Six months on, countless families in the United States and abroad continue to find themselves living in limbo, unsure when or if they will ever be reunited with their loved ones: parents with children, brothers with sisters, spouses with spouses. And as the US administration continues to proclaim its supposed concern for promoting family growth and family life in the United States, it has become clear that these families do not seem to count.
Family Reunification: A Cornerstone of Refugee Resettlement
The universal human right to family unity is well established under international legal human rights, refugee, and resettlement frameworks, and assigns to individual States the primary responsibility of taking measures to avoid family separation, maintain family unity, and provide access to family reunification pathways for refugees and other beneficiaries of international protection. In 2024, the UNHCR, in partnership with a large coalition global partners, produced the “Operational Guidelines on Facilitating Family Reunification for Persons in Need of International Protection”, reaffirming and building upon these global operating principles.

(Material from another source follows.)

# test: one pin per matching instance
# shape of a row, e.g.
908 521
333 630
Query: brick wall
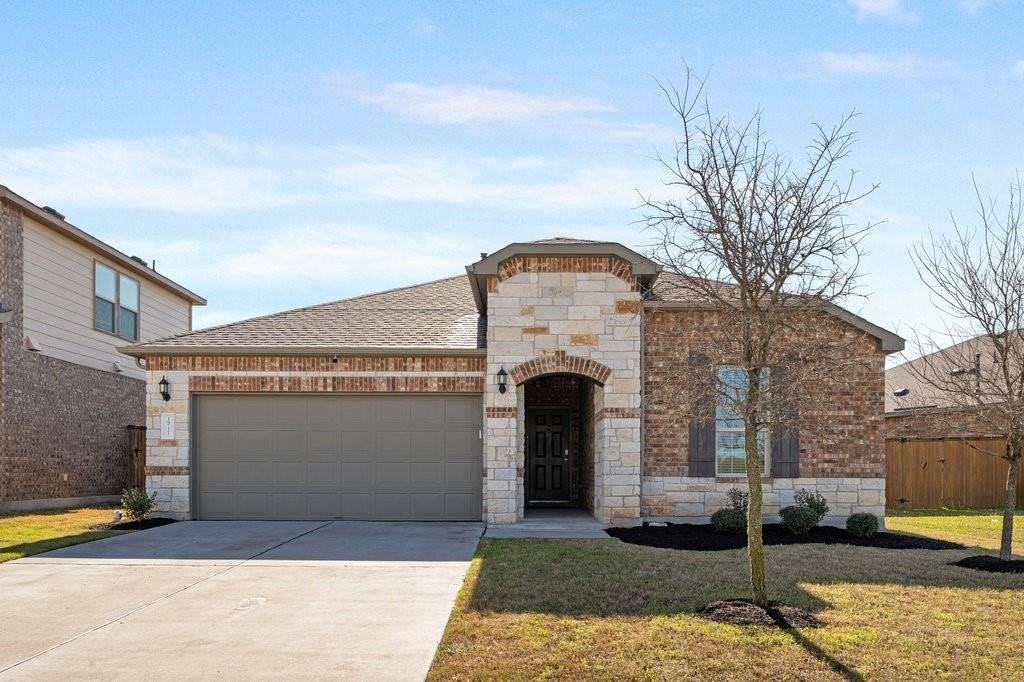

At the national level, family reunification has long been considered a cornerstone of immigration and resettlement policy in the United States. The passage of the Refugee Act of 1980, which amended the earlier Immigration and Nationality Act and Migration and Refugee Assistance Act, laid the groundwork for the establishment of formal reunification specific access categories and pathways through the USRAP.
This included the establishment of the Visas 93 program, a petition-based follow-to-join pathway for immediate relatives of refugees admitted to and residing in the United States, and set the stage for the Priority 3 program, an access category designated for the specific purpose of reunifying spouses; unmarried, under 21 year old children; and parents of US based refugees and asylees. In 1989, the Lautenberg Amendment facilitated a reunification program under the USRAP for legal residents to apply for at-risk relatives in the former Soviet Union and later on, in Iran. No matter the exact program, USRAP family reunification applications submitted to the federal government undergo extensive and lengthy processing, including stringent vetting and documentation reviews, in-depth security checks by several federal agencies, expert interview rounds, and medical examinations.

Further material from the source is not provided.